Para ir e voltar

Foto

O aeroporto do Porto, que por acaso fica na Maia, e se chama Aeroporto Francisco Sá Carneiro, é bonito. E confortável. Uso-o amiúde, embora não tanto quanto gostaria. E fico sempre um pouco amuada quando o meu ponto de partida ou chegada tem de passar por Lisboa, por aquele aeroporto grande e caótico, em vez do aconchegado, moderno e bonito aeroporto da minha cidade. Acho que é algo comparável a ver um concerto num estádio ou no Rivoli. O segundo é sempre mais pessoal.

Quando fiz do aeroporto meu, pela primeira vez, tornando-me passageira, tinha 17 anos. Ia para a Alemanha, gozar um prémio escolar, na companhia de estudantes da minha idade, que eu não conhecia de lado nenhum. Ia sozinha, embora acompanhada por estes desconhecidos, até um dos maiores aeroportos do mundo, o de Frankfurt. No momento do check-in, no tempo em que um bilhete de avião ainda significava um caderno considerável de folhas, uma das raparigas que iria viajar comigo, e cujo bilhete de identidade, com uma fotografia ainda a preto e branco eu estranhara, ficou retida. O BI tinha caducado. Não podia partir. Eu só pensava que, se aquilo me tivesse acontecido, ficaria sem coração. Uma aventura daquelas, ali, prestes a começar, e barrarem-me, assim, o acesso? Naquele dia, ela não viajou connosco. Ficou em terra, como se diz. Mas apareceu mais tarde, no dia seguinte ou talvez no outro, depois de a família ter custeado um BI de emergência.

Essa foi a primeira vez que passei pelas formalidades do check-in, quando elas ainda eram formalidades a sério, quando ainda se despachava bagagem por tudo e por nada, e qualquer viagem era garantia de uma refeição grátis. Foi a primeira vez que entrei num avião e experimentei a simplicidade de apertar o cinto. Mas o aeroporto já não era propriamente uma entidade desconhecida.

Alguns anos antes tinha sido dali que a minha irmã mais velha tinha partido e regressado de um curto período de emigração nos Estados Unidos da América. Não me recordo de a ter acompanhado na partida ou na chegada. Mas sabia de onde é que ela saíra, porque o aeroporto era uma presença assídua no meu Verão.

Fotogaleria

Mal o calor se anunciava, na altura em que a praia ainda não me cansava ao fim de duas semanas, eu apanhava boleia com a família de uma amiga e ia para o areal e o mar de Agudela, de manhã à noite.
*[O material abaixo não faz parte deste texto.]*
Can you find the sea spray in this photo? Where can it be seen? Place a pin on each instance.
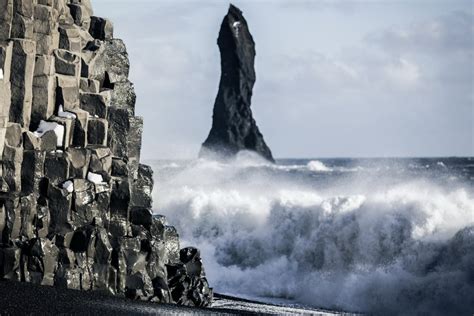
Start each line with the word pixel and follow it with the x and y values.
pixel 389 238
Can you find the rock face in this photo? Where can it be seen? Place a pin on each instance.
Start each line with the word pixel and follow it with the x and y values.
pixel 233 127
pixel 75 202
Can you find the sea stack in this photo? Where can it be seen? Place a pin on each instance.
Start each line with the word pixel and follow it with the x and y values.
pixel 233 127
pixel 75 201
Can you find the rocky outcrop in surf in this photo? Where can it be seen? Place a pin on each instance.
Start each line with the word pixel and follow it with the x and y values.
pixel 233 127
pixel 75 202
Montava-se uma barraca de tecido azul-marinho, onde almoçávamos e fazíamos de conta que nos escondíamos do sol nas horas mais quentes. E o caminho para lá corria, durante parte do trajecto, ao longo da pista do aeroporto.

Enquanto o carro rodava, esticávamos o pescoço para ver se algum avião se preparava para aterrar ou para levantar voo. Parados nos descampados em torno, namorados e famílias ou grupos de amigos empoleiravam-se nos carros e ficavam a ver passar os aviões.

Nessa altura, o aeroporto era ainda de Pedras Rubras, mas em 1990, com a inauguração da nova aerogare, mudou de nome para Francisco Sá Carneiro. Se descontarmos as entidades oficiais, acho que poucos o tratam pelo nome. Ainda hoje ele é Pedras Rubras ou do Porto. Podemos ser irónicos, dando a um aeroporto o nome do primeiro-ministro que morreu na queda de um avião quando se dirigia para o Porto, mas não tanto…

Há dias, uma amiga colocou no Facebook uma foto de 1947 do aeroporto, partilhada pela página Porto Desaparecido (que publica imagens antigas da cidade). Inaugurado apenas dois anos antes, em 1945, o aeroporto era um pequeno edifício, que podia ser a habitação de alguém, com pequenos aviões, que mais parecem de brincar, no pátio de uma criança.

Este ano, o aeroporto faz 70 anos, lá para Dezembro. Cresceu e modernizou-se. Os bilhetes são dispensáveis. O check-in pode ser um código no telemóvel. E a mala vai muitas vezes comigo, leve sobre as suas rodas. É bom chegar à zona de embarque e encontrar alguém a tocar piano. Ou ter água gratuita à disposição. Poder estender as pernas num cadeirão confortável ou utilizar um dos computadores disponíveis. E não há que temer ir à casa de banho, porque está sempre limpa e até costuma ter flores naturais. Eu gosto do meu aeroporto. E uso-o sempre que posso. Mas não me importava de o fazer mais vezes.